Today the Knowledge@Wharton tech team put into the wild something I’ve been working on for some time: a new platform for Knowledge@Wharton and India Knowledge@Wharton. The new platform consists of the following:
- Windows 2008 Load Balanced Cluster
- Core Services Code Base and ColdFusion 8
- Development and Publishing System
Windows 2008 Load Balanced Cluster
We built a two node cluster using Windows 2008 64 bit Enterprise Version. One node is a VMware instance, and one node is a blade server. I like this configuration as I only have to worry about a machine warrantee on one node, but I have the backup of a hardware-based node if something goes wrong with our VMware installation. Not that such an event is likely; I would prefer not to tempt fate.
I’ve mentioned it before that we don’t use Load Balancing so much for load as for availability. By having dual node clusters for our production environments we buy ourselves zero downtime patch cycles. We did have a little trouble getting NLB on Windows 2008 working, but we did get it fixed after talking to Microsoft support.
The upgrade went really smoothly. I’m used to using cnames to handle this sort of move, but due to SSL considerations knowledge.wharton.upenn,edu has an A record. The easiest way to make the change was to add the new nodes to the existing Windows 2003 cluster, then remove the windows 2003 nodes.
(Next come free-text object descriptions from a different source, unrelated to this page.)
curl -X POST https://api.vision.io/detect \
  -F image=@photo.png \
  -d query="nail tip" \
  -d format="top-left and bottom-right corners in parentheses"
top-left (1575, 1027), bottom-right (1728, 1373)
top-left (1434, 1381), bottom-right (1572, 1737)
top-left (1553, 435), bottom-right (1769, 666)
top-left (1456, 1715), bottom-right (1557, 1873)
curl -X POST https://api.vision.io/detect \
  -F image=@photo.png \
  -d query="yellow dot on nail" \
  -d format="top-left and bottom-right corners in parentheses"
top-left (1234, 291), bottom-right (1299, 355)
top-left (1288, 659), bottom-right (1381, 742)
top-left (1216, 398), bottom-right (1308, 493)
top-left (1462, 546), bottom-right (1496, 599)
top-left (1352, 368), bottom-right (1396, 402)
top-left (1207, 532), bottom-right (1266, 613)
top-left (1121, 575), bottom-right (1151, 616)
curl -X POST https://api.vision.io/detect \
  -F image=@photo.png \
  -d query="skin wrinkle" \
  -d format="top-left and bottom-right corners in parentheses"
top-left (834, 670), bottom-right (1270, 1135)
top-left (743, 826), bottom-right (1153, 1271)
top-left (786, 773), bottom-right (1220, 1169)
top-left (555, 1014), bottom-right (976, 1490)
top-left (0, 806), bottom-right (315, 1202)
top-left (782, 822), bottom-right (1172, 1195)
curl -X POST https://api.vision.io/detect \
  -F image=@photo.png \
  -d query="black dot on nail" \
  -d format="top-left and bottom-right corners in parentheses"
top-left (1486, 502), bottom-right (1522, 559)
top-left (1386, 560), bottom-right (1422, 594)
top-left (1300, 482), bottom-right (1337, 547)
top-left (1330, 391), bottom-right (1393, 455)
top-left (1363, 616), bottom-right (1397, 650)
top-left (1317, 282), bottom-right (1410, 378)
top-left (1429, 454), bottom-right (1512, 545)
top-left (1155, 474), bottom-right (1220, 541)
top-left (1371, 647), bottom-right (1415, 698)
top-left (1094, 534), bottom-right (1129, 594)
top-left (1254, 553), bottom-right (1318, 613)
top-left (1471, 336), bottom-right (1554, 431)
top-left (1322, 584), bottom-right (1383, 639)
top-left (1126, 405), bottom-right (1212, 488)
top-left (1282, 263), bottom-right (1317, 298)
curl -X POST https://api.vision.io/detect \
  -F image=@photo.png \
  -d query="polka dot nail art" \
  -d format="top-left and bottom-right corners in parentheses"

It worked like a charm, and I think it will be my new procedure as it was shockingly easy.
Core Services Code Base and ColdFusion 8
In looking to upgrade Knowledge and India Knowledge to ColdFusion 8 I had to touch a lot of the code. Not so much because there was a problem with it, but because we wanted to take advantage of new features. In the course of doing that I discovered that the main Knowledge site and India contained a lot of duplicated code between them. I was able to centralize it and then add new features to both sites. There are two main features that I added to the central code base: cached queries and search driven folksonomy.
Caching the queries was pretty trivial. I rolled my own instead of using an existing caching framework or native ColdFusion caching. I wanted an easy to flush cache system that didn’t need to be too complex. Because of the highly normalized nature of the database, I couldn’t get a tremendous performance boost through indexing; caching however has proven to be the correct solution by a long shot. It makes sense; we have a lot of frequently read, rarely written data here. I’m just surprised at the overall boost to the site we accomplished with one fix.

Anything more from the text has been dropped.